2021 AIME I Problems/Problem 4

Problem

Find the number of ways $66$ identical coins can be separated into three nonempty piles so that there are fewer coins in the first pile than in the second pile and fewer coins in the second pile than in the third pile.

Solution 1

Suppose we have $1$ coin in the first pile. Then $(1, 2, 63), (1, 3, 62), \ldots, (1, 32, 33)$ all work for a total of $31$ piles. Suppose we have $2$ coins in the first pile, then $(2, 3, 61), (2, 4, 60), \ldots, (2, 31, 33)$ all work, for a total of $29$ . Continuing this pattern until $21$ coins in the first pile, we have the sum $31+29+28+26+25+\ldots+4+2+1=(31+28+25+22+\ldots+1)+(29+26+23+\ldots+2)=176+155=\boxed{331}$ .

Solution 2

Let the three piles have $a, b, c$ coins respectively. If we disregard order, then we just need to divide by $3! = 6$ at the end.
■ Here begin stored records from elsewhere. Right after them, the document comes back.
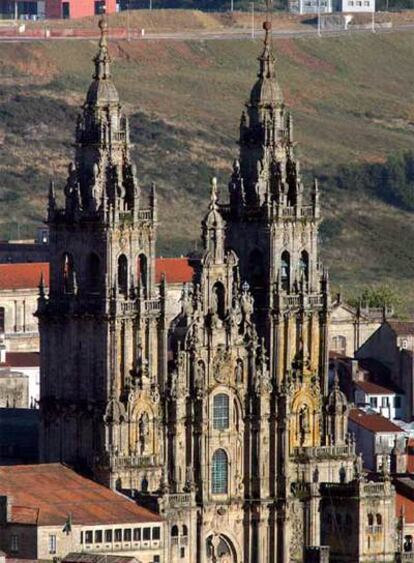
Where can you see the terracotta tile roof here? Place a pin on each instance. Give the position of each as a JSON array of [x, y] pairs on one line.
[[47, 493], [373, 422], [176, 270], [402, 328], [374, 389], [27, 276], [23, 276]]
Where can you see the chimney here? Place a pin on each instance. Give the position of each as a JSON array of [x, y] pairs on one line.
[[5, 509], [2, 349], [355, 370]]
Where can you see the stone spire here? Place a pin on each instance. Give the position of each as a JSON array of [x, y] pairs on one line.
[[213, 227], [102, 181], [268, 169]]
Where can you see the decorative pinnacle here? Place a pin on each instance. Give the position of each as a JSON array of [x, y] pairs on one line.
[[213, 198], [102, 58]]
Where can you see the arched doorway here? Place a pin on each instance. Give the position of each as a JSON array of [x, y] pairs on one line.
[[220, 550]]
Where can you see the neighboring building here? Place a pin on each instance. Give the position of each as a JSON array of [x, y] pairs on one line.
[[49, 511], [19, 436], [97, 558], [14, 389], [386, 401], [27, 363], [21, 251], [376, 437], [225, 416], [350, 327], [18, 302], [358, 6], [310, 6], [73, 9], [392, 344]]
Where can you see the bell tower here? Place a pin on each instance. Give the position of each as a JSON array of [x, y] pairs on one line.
[[102, 368]]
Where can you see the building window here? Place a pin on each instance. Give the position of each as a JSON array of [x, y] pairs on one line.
[[285, 270], [52, 544], [123, 275], [339, 344], [219, 472], [2, 319], [88, 536], [14, 543], [221, 411]]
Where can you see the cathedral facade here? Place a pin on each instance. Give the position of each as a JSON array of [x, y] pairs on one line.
[[225, 418]]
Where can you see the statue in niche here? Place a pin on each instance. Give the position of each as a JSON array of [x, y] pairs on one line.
[[143, 432], [239, 372], [304, 426]]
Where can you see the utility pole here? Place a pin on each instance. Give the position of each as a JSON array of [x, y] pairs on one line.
[[128, 30], [319, 18]]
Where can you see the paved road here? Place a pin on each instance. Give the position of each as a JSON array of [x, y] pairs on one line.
[[222, 35]]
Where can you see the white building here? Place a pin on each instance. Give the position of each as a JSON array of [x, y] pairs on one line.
[[48, 511], [358, 6], [386, 401], [376, 437]]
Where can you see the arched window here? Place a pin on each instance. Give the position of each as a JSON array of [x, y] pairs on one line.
[[2, 320], [68, 273], [93, 273], [143, 273], [256, 269], [339, 344], [285, 270], [304, 266], [221, 411], [219, 473], [218, 300], [123, 274]]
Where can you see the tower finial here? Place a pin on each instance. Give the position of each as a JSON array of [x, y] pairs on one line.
[[102, 59]]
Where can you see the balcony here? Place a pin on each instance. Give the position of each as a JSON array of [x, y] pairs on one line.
[[324, 452]]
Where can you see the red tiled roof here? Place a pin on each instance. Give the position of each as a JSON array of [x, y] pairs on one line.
[[26, 276], [373, 422], [402, 328], [45, 494], [176, 270], [23, 276], [374, 389]]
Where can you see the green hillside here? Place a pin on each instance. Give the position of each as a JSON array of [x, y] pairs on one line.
[[352, 101]]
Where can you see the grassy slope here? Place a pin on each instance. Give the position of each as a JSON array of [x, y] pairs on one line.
[[352, 100]]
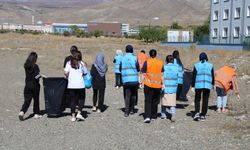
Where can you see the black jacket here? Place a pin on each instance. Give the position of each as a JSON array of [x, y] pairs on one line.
[[98, 82], [32, 76]]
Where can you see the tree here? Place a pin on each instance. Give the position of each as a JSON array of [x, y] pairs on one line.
[[175, 25]]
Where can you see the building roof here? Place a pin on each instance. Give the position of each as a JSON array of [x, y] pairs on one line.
[[103, 22], [68, 24]]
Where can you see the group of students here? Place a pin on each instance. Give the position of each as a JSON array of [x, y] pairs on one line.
[[160, 80]]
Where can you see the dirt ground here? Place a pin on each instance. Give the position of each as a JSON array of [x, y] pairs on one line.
[[110, 130]]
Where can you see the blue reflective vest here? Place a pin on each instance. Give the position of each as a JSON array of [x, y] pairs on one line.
[[129, 71], [180, 72], [170, 78], [204, 75], [118, 59]]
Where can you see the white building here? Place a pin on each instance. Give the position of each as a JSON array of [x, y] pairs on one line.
[[125, 29], [230, 21], [13, 27], [180, 36], [39, 28]]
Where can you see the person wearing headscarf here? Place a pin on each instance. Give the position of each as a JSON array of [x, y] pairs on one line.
[[117, 62], [177, 61], [129, 68], [225, 79], [32, 86], [203, 82], [98, 72], [74, 71]]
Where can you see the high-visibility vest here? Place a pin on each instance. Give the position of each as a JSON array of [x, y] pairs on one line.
[[204, 75], [180, 72], [170, 78], [129, 71], [118, 59], [153, 76], [224, 76], [141, 59]]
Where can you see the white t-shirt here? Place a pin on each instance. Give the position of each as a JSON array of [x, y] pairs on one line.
[[75, 78]]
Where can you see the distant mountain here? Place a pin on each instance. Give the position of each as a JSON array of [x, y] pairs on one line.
[[135, 12]]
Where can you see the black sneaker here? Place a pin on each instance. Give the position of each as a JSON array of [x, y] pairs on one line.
[[147, 120], [202, 118], [126, 114], [132, 111], [197, 117]]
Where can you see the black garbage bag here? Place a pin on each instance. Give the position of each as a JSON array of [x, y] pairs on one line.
[[55, 95], [187, 81]]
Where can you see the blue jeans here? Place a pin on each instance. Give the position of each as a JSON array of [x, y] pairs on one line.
[[164, 111], [221, 101]]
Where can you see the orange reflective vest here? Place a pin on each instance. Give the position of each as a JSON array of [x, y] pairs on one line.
[[153, 76], [141, 59], [224, 76]]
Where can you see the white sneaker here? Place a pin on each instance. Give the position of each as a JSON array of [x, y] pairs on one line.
[[80, 117], [93, 109], [73, 119], [147, 120], [36, 116], [21, 116]]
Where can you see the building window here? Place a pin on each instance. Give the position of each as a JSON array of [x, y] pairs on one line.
[[248, 11], [215, 33], [216, 16], [237, 13], [226, 14], [248, 31], [225, 32], [236, 32]]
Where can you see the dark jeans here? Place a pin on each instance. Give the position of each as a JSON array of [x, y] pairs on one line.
[[136, 99], [152, 99], [30, 93], [118, 79], [77, 95], [205, 96], [178, 92], [130, 98], [221, 92], [100, 94]]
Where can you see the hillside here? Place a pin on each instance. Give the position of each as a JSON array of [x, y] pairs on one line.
[[135, 12]]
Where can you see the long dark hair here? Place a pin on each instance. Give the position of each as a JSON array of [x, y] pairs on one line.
[[31, 60], [73, 49], [76, 57], [176, 56], [169, 59]]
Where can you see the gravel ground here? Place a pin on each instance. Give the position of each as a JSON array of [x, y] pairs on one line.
[[107, 130]]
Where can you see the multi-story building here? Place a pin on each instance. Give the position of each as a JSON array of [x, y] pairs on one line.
[[62, 27], [125, 29], [230, 21], [108, 28]]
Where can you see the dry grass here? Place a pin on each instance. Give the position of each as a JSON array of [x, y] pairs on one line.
[[55, 48]]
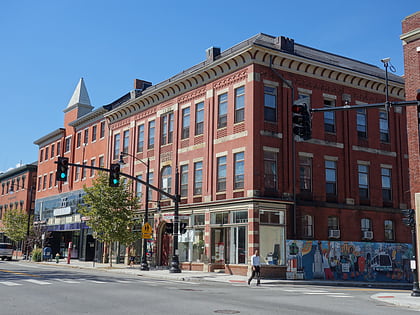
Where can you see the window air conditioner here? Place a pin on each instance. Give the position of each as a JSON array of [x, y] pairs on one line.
[[334, 234], [367, 235]]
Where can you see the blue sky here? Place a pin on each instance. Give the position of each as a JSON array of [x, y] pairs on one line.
[[47, 45]]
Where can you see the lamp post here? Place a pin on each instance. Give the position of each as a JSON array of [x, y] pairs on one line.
[[175, 260], [30, 200], [144, 265]]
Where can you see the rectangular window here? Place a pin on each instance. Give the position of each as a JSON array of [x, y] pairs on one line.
[[78, 140], [386, 184], [92, 163], [329, 117], [222, 111], [305, 174], [126, 140], [239, 104], [383, 126], [270, 170], [308, 226], [151, 176], [167, 128], [333, 223], [139, 187], [270, 103], [221, 173], [140, 139], [366, 224], [151, 138], [84, 170], [331, 178], [102, 131], [199, 118], [185, 123], [389, 230], [184, 180], [116, 146], [239, 169], [94, 131], [361, 123], [363, 171], [86, 136], [198, 178], [50, 180], [77, 175], [67, 144]]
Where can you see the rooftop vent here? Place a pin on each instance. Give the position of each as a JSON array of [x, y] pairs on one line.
[[212, 53], [285, 44]]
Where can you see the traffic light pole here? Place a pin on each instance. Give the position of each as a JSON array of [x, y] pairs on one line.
[[176, 198]]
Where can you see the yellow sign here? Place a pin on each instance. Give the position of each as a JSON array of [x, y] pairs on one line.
[[147, 231], [146, 228]]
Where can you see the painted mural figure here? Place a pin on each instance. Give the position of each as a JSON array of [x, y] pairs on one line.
[[356, 261]]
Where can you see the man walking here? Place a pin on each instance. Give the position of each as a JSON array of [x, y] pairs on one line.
[[255, 265]]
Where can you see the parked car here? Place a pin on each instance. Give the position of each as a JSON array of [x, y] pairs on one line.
[[6, 251]]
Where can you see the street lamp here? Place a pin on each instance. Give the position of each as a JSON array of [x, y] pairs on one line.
[[144, 265], [30, 210]]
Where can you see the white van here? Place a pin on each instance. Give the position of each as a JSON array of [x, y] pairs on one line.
[[6, 251]]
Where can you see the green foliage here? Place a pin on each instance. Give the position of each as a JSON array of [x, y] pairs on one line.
[[37, 254], [15, 223], [110, 211]]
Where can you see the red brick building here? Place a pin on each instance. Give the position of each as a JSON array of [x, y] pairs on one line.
[[17, 191], [246, 182], [226, 125]]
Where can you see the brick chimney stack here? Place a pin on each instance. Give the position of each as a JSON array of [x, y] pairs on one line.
[[411, 45]]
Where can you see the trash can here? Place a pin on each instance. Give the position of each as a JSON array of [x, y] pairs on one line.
[[47, 254]]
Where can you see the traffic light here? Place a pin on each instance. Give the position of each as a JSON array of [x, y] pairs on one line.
[[114, 175], [409, 217], [62, 168], [183, 227], [169, 228], [301, 120]]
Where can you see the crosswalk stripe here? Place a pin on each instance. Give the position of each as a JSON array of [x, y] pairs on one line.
[[66, 280], [37, 281], [9, 283]]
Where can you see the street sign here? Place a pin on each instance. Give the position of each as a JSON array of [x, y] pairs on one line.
[[147, 231]]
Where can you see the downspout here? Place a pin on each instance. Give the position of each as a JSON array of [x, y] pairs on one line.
[[293, 208]]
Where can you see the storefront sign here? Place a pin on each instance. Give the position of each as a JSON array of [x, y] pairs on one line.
[[62, 211]]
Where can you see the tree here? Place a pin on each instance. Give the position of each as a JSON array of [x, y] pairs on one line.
[[110, 212], [15, 223]]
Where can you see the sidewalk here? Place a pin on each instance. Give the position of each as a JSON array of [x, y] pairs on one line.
[[389, 294]]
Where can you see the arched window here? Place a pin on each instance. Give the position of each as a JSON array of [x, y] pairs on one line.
[[166, 182]]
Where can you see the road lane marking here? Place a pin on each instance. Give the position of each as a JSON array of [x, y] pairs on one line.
[[66, 280], [37, 281], [9, 283], [19, 273]]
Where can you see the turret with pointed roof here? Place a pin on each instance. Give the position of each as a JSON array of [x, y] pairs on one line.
[[80, 100]]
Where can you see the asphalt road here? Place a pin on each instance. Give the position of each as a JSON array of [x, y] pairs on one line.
[[40, 289]]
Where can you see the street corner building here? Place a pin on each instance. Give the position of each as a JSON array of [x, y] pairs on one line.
[[247, 181]]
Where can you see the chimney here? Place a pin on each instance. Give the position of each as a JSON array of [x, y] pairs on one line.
[[285, 44], [212, 53]]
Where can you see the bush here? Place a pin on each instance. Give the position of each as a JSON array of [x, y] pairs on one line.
[[37, 254]]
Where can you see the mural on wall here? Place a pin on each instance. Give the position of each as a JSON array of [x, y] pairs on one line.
[[353, 261]]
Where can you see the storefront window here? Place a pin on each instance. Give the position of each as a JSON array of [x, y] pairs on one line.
[[272, 237], [191, 243]]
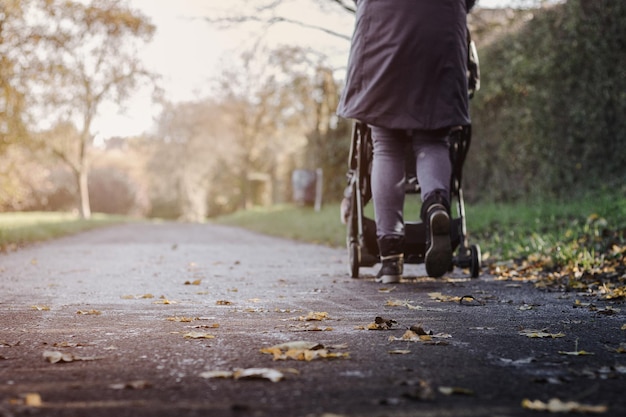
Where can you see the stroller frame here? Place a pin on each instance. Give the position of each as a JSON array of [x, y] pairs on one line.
[[361, 237]]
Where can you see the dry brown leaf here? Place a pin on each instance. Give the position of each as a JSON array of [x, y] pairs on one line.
[[575, 353], [557, 406], [182, 319], [443, 298], [89, 312], [533, 333], [302, 351], [67, 344], [136, 297], [165, 301], [455, 391], [54, 356], [31, 399], [198, 335], [403, 303], [137, 385], [249, 373], [314, 316]]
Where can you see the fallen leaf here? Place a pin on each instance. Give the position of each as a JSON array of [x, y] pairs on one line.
[[89, 312], [67, 344], [314, 316], [181, 319], [399, 352], [139, 384], [469, 300], [443, 298], [422, 392], [164, 301], [198, 335], [302, 351], [54, 356], [256, 373], [249, 373], [540, 334], [455, 391], [216, 374], [403, 303], [31, 399], [575, 353], [555, 405], [135, 297]]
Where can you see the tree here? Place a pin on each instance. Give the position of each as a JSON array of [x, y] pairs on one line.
[[88, 56], [16, 43]]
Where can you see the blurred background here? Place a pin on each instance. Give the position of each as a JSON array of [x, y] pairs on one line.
[[197, 108]]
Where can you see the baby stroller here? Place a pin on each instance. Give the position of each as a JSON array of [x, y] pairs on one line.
[[361, 231]]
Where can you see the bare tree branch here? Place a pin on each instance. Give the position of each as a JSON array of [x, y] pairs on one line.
[[275, 20]]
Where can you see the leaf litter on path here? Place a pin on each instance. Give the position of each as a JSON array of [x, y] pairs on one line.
[[555, 405], [273, 375], [302, 350]]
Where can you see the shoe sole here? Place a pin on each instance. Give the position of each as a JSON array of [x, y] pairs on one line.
[[438, 258], [389, 279]]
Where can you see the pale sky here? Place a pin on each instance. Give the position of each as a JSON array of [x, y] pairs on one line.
[[188, 52]]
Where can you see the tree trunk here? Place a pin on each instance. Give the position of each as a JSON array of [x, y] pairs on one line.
[[83, 191]]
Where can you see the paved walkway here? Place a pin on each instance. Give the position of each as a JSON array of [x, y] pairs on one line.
[[188, 320]]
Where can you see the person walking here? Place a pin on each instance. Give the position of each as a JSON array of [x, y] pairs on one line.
[[407, 80]]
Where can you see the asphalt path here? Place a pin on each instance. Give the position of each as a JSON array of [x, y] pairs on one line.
[[175, 319]]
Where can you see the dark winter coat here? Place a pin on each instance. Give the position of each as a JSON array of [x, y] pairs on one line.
[[407, 65]]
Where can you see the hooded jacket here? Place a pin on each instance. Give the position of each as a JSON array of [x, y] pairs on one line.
[[407, 67]]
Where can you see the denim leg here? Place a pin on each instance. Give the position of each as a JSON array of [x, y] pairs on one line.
[[387, 181], [434, 168]]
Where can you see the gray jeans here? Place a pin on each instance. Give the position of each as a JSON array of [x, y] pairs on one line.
[[433, 168]]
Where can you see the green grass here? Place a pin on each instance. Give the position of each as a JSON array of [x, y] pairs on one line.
[[21, 228], [503, 231]]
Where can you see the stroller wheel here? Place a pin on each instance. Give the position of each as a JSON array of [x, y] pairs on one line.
[[475, 261], [354, 253]]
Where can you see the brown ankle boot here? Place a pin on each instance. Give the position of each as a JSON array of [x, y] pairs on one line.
[[438, 258]]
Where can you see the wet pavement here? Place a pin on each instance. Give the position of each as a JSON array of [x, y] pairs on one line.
[[174, 319]]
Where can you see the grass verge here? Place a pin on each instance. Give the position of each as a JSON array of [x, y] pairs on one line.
[[578, 244], [20, 228]]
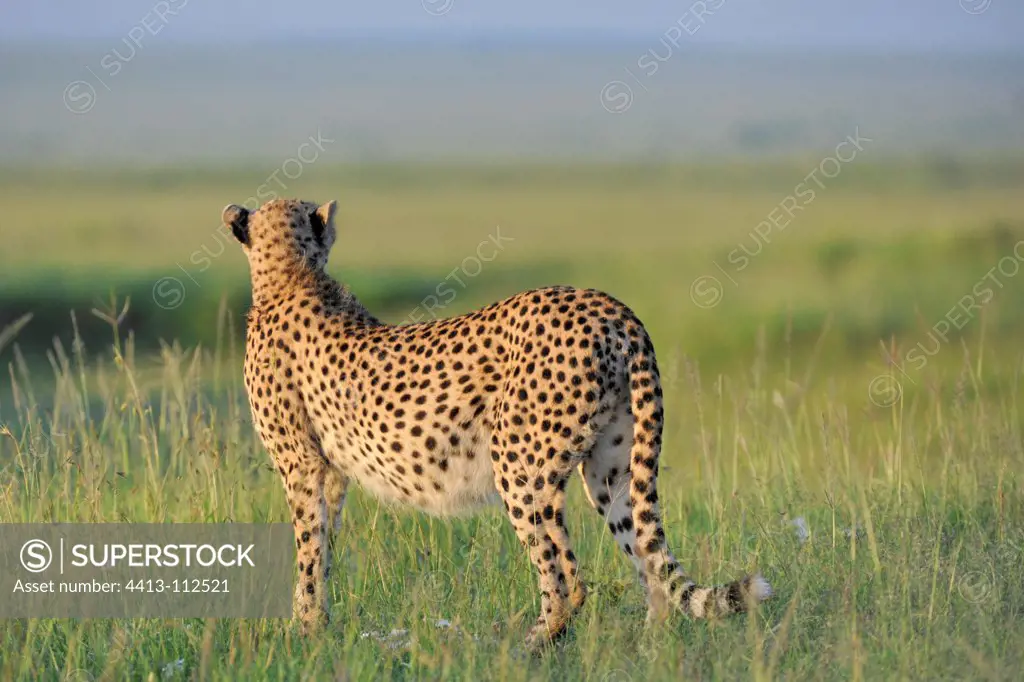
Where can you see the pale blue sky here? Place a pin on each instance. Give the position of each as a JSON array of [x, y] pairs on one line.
[[863, 24]]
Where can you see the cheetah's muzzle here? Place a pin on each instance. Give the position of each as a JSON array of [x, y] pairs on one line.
[[503, 402]]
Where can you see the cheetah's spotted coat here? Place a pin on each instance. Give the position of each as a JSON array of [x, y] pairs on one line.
[[505, 402]]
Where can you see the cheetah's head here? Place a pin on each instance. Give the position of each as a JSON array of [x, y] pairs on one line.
[[283, 230]]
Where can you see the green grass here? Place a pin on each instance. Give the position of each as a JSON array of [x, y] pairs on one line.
[[913, 567]]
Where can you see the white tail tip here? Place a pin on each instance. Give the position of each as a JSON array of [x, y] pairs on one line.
[[760, 589]]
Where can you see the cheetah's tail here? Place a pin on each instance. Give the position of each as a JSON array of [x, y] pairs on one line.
[[664, 574]]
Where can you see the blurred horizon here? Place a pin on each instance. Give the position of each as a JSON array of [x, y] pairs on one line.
[[923, 24]]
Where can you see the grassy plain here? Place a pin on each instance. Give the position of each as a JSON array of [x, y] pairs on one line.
[[796, 400]]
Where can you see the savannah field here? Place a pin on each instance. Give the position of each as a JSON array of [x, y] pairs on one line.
[[842, 396]]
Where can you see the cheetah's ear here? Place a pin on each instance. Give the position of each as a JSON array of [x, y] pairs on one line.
[[322, 221], [237, 217], [326, 213]]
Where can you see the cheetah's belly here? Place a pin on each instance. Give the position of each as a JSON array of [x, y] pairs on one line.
[[449, 481]]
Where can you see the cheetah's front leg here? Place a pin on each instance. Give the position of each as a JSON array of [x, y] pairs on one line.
[[304, 486]]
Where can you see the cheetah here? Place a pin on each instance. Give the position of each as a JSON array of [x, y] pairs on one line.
[[445, 416]]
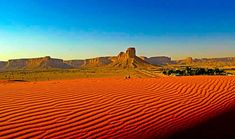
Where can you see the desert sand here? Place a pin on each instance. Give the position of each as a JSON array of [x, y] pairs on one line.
[[111, 108]]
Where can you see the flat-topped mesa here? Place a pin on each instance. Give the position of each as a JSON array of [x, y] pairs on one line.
[[131, 52]]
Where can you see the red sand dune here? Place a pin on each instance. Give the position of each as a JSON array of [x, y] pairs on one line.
[[111, 108]]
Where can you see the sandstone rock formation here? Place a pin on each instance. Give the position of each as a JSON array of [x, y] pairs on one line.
[[129, 60], [75, 63], [97, 62], [160, 60], [2, 64], [36, 63]]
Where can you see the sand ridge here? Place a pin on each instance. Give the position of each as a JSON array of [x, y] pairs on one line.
[[111, 108]]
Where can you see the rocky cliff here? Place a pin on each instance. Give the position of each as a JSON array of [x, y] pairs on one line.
[[160, 60], [36, 63], [75, 63], [2, 64], [97, 62], [129, 59]]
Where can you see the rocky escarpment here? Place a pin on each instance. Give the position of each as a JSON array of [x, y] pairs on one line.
[[129, 59], [35, 63], [75, 63], [160, 60], [96, 62], [2, 64]]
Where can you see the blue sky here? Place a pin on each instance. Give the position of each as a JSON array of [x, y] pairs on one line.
[[76, 29]]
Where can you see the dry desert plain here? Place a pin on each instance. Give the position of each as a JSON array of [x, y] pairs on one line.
[[113, 107]]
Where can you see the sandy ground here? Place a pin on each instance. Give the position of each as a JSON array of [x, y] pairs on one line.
[[111, 108]]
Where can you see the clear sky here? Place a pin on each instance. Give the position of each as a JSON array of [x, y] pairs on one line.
[[77, 29]]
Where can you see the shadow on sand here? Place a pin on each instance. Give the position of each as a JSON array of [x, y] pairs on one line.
[[220, 127]]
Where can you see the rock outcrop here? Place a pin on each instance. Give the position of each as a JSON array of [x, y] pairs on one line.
[[2, 65], [75, 63], [129, 60], [36, 63], [160, 60], [97, 62]]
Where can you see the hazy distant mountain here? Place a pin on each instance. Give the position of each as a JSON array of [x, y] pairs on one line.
[[127, 59]]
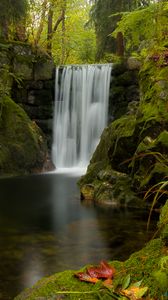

We know $a + b + c = 66$ . Since $a, b, c$ are positive integers, there are $\binom{65}{2}$ ways from Stars and Bars.

However, we must discard the cases where $a = b$ or $a = c$ or $b = c$ . The three cases are symmetric, so we just take the first case and multiply by 3. We have $2a + c = 66 \implies a = 1, 2, \dots 32$ for 32 solutions. Multiplying by 3, we will subtract 96 from our total.

But we undercounted where $a = b = c = 22$ . This is first counted 1 time, then we subtract it 3 times, so we add it back twice. There is clearly only 1 way, for a total of 2.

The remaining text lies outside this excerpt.